Use "qwen-chat-template" instead if the server requires chat_template_kwargs.enable_thinking.

For the full reference on compat fields, modelOverrides, value resolution, and advanced configuration, see Custom Models.


”Authentication failed” with a valid key

Section titled “”Authentication failed” with a valid key”

Cause: The key is set in your shell but not visible to GSD.

Fix: Make sure the environment variable is exported in the same terminal where you run gsd. Or use gsd config to save the key to ~/.gsd/agent/auth.json so it persists across sessions.

Cause: No OPENROUTER_API_KEY set, so GSD hides OpenRouter models.

Fix: Set the key and restart GSD:

Terminal window
export OPENROUTER_API_KEY="sk-or-..."
gsd

Cause: Ollama server isn’t running, or the model isn’t pulled.

Fix:

Terminal window
# Verify the server is running
curl http://localhost:11434/v1/models
# Pull the model if missing
ollama pull llama3.1:8b

Cause: The id in models.json doesn’t match what LM Studio exposes via its API.

Fix: Check the LM Studio server tab for the exact model identifier. It often includes the filename or quantization level (e.g., lmstudio-community/Meta-Llama-3.1-8B-Instruct-GGUF).

Cause: Most local inference servers don’t support the OpenAI developer message role.

Fix: Add compat.supportsDeveloperRole: false to the provider config. This makes GSD send system messages instead:

{
"compat": {
"supportsDeveloperRole": false,
"supportsReasoningEffort": false
}
}

Cause: Some servers don’t support stream_options: { include_usage: true }.

Fix: Add compat.supportsUsageInStreaming: false:

{
"compat": {
"supportsUsageInStreaming": false
}
}

Cause: models.json schema requires apiKey when models are defined.

Fix: For local servers that don’t need auth, set a dummy value:

"apiKey": "not-needed"

Expected behavior.

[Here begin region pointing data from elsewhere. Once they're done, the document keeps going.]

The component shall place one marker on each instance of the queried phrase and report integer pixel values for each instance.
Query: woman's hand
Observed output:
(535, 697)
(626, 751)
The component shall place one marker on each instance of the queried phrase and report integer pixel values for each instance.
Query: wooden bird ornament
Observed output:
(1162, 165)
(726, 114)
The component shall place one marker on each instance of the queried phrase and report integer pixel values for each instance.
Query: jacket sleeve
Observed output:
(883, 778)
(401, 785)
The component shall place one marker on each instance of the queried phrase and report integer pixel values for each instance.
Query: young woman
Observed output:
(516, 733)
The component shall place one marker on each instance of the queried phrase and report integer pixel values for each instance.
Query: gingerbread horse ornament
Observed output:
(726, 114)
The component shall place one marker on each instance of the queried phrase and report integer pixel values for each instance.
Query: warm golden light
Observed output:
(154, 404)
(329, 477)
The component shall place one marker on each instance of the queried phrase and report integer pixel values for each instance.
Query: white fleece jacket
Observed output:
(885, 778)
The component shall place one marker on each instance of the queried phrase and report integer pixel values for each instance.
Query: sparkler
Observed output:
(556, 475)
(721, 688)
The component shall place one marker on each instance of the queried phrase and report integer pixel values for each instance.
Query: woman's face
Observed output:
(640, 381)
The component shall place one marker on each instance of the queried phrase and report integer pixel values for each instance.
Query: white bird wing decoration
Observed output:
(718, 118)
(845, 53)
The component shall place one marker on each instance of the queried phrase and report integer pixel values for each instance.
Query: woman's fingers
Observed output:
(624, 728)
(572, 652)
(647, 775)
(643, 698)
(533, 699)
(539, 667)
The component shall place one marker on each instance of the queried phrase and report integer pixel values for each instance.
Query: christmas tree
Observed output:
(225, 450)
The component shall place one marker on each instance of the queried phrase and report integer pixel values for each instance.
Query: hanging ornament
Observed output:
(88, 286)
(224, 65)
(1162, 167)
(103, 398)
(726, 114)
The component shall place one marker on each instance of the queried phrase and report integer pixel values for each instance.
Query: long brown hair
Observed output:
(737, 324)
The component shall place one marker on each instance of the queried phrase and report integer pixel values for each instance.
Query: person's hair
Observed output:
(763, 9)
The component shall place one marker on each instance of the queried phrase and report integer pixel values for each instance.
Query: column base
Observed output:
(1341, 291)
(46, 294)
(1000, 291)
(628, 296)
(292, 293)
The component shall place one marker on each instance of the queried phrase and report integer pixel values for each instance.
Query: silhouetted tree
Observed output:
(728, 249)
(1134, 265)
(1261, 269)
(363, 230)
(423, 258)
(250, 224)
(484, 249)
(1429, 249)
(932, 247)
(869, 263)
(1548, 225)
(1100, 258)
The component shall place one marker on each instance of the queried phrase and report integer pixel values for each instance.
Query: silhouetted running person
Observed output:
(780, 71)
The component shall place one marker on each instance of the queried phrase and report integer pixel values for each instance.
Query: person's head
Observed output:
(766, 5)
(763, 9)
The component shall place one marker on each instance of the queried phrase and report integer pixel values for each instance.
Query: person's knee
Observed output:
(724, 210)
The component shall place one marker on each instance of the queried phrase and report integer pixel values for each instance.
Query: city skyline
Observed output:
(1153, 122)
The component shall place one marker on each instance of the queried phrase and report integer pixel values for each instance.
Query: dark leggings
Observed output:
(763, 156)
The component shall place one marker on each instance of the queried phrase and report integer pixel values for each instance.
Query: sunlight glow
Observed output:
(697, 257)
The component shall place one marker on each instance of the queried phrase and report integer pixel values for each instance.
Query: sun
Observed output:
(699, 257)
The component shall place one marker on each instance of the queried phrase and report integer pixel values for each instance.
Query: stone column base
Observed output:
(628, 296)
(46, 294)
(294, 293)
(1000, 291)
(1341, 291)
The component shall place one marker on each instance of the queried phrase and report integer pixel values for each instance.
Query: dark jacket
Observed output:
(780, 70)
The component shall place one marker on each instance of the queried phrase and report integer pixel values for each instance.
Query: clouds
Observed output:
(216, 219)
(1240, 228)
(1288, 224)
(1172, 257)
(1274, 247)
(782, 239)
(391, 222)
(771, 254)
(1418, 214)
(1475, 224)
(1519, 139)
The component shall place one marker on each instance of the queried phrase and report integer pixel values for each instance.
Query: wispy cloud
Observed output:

GSD defaults cost to zero for custom models. Override with the cost field if you want accurate cost tracking:

"cost": { "input": 0.15, "output": 0.60, "cacheRead": 0.015, "cacheWrite": 0.19 }

Values are per million tokens.


After configuring a provider:

  1. Launch GSD:

    Terminal window
    gsd
  2. Check available models:

    /model

    Your provider’s models should appear in the list.

  3. Switch to the model: Select it from the /model picker.

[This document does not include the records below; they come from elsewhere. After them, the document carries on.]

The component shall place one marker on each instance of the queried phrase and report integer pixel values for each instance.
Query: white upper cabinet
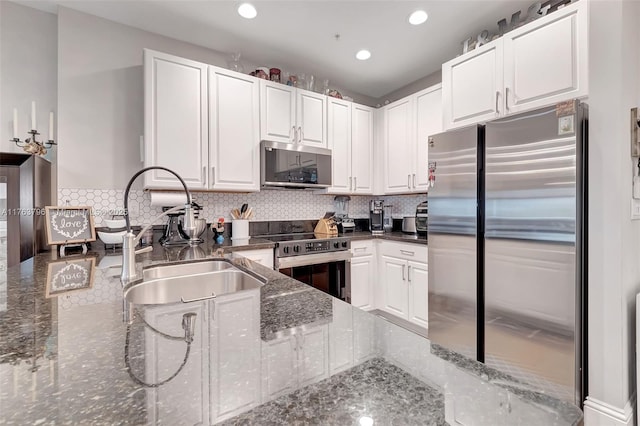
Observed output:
(311, 118)
(339, 119)
(277, 112)
(408, 124)
(428, 122)
(362, 149)
(176, 122)
(398, 146)
(472, 86)
(350, 138)
(291, 115)
(538, 64)
(546, 61)
(234, 117)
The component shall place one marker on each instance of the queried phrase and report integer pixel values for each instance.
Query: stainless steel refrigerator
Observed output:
(507, 247)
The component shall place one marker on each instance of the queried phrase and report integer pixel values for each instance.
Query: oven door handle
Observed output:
(312, 259)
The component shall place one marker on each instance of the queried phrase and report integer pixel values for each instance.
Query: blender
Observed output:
(345, 224)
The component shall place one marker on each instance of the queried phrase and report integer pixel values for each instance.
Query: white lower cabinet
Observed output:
(403, 281)
(294, 361)
(263, 256)
(183, 399)
(363, 272)
(235, 354)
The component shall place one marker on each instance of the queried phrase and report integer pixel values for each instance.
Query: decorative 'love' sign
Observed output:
(66, 225)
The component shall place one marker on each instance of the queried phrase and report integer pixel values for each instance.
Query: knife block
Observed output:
(326, 227)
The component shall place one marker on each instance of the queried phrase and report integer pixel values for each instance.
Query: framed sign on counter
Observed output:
(69, 225)
(69, 276)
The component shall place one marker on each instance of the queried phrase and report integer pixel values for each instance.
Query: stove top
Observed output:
(307, 244)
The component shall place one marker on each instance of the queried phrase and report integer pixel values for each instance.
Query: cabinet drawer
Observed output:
(407, 251)
(362, 248)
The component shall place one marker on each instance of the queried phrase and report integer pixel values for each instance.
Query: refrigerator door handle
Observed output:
(506, 98)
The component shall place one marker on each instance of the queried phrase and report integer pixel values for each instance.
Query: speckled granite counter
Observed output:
(285, 353)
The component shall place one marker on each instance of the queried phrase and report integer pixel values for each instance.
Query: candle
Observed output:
(33, 115)
(15, 123)
(51, 126)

  4. Send a test message: Type anything to confirm the model responds.

If the model doesn’t appear, check:

  • The environment variable is set in the current shell
  • models.json is valid JSON (use cat ~/.gsd/agent/models.json | python3 -m json.tool)
  • The server is running (for local providers)

For additional help, see Troubleshooting or run /gsd doctor inside a session.